A few years ago, I was sales manager for an international sales team in a multinational technology company. We provided high-value products and services and there was a formal decision committee responsible for approving sales opportunities from early identification to, hopefully, a successful close.
I was concerned about our low sales win-rate and thought that we were chasing too many unwinnable or unlikely tenders, diluting our overall sales effort. Our activity level was high, but quality was low.
Increasingly, I played the devil’s advocate in the decision gate meetings, urging the team to ‘no-bid’ the less likely cases. But every opportunity had its passionate champion and even if we agreed that the chance was low, there was always the old; “we can’t afford not to bid, it will damage our customer relationship”.
Then one day, I was sent a tender for review which, incredibly, included the name of our major competitor’s product in the title;
Tender for provision of <Competitor’s Product>.
Excellent, I thought, finally, our chance for a no-bid decision! This is the ultimate unwinnable tender.
I will never forget that meeting. Here was a tender that we clearly had no chance of winning and yet, unbelievably, I was hearing arguments that a non-conforming bid stood a good chance.

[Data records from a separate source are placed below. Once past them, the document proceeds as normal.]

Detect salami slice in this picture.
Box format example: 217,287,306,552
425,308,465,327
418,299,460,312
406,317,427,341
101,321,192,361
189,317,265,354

Eventually, I lost my cool, pulled rank and we no-bid.
The sky didn't fall down, we worked on other bids and a strange air of relief and calm fell over the technical sales team. Furthermore, the customer continued to talk with us.
We could dismiss this as just an amusing story, but chasing unlikely business is something I have seen in many companies and industries. Why are normally rational people so intent on wasting company resources on low chance gambles? How do we make sense of this phenomenon?
I think there are three psychological forces at work and each represents a cognitive error or bias that we need to guard against:
The cost of bidding seems low compared to the potential payoff. Like buying a lottery ticket, it appears to be a low cost for a large payoff. Unfortunately, low cost is an illusion. The real cost of chasing low-chance business is the high-chance business you missed out on. Opportunity cost, not bidding cost should be top of mind when considering a bid.
2. Fear of Loss
The flip side of false hope is avoiding the feeling of loss experienced when that hope is extinguished by a no-bid decision. We irrationally feel the loss as if we lost the tender when really we lost nothing but an unlikely possibility.
3. Diversion from real work
For sales people it’s easier to think “this tender will make my number” rather than getting out and doing real sales work finding more business. This is a normal human frailty and a primary cause of missed quota in B2B businesses all over the world in every industry.
The solution is eloquently described in a sales novel (!) called “Selling to Zebras”(Jeff and Chad Koser, 2008).
Every company needs a clear description of what its natural prey looks like. If you are adapted to hunt zebras then don’t be distracted by other animals.
Zebra identification cannot be left to the sales department, they will hunt everything that moves. A cross-departmental team should agree the ‘zebra checklist” with a scoring mechanism to set a go/no-go threshold and you should make zebra discussions a common theme of your sales and management meetings:
“Black and white stripes, check! Four legs, check! Equine family, check! – go for it!”
Our sales consulting company was created because of our Managing Director, Sue Findlay’s, frequent frustration when she was running her ‘winning tenders’ consulting business. When approached to support urgent tenders, Sue would often find there was little chance of success because either the business was not qualified (not a zebra) or the sales team had not done the necessary pre-tender sales work.
Strictly defining and sticking to your ‘zebra’ means that your sales team will have time to do the all-important pre-tender sales work.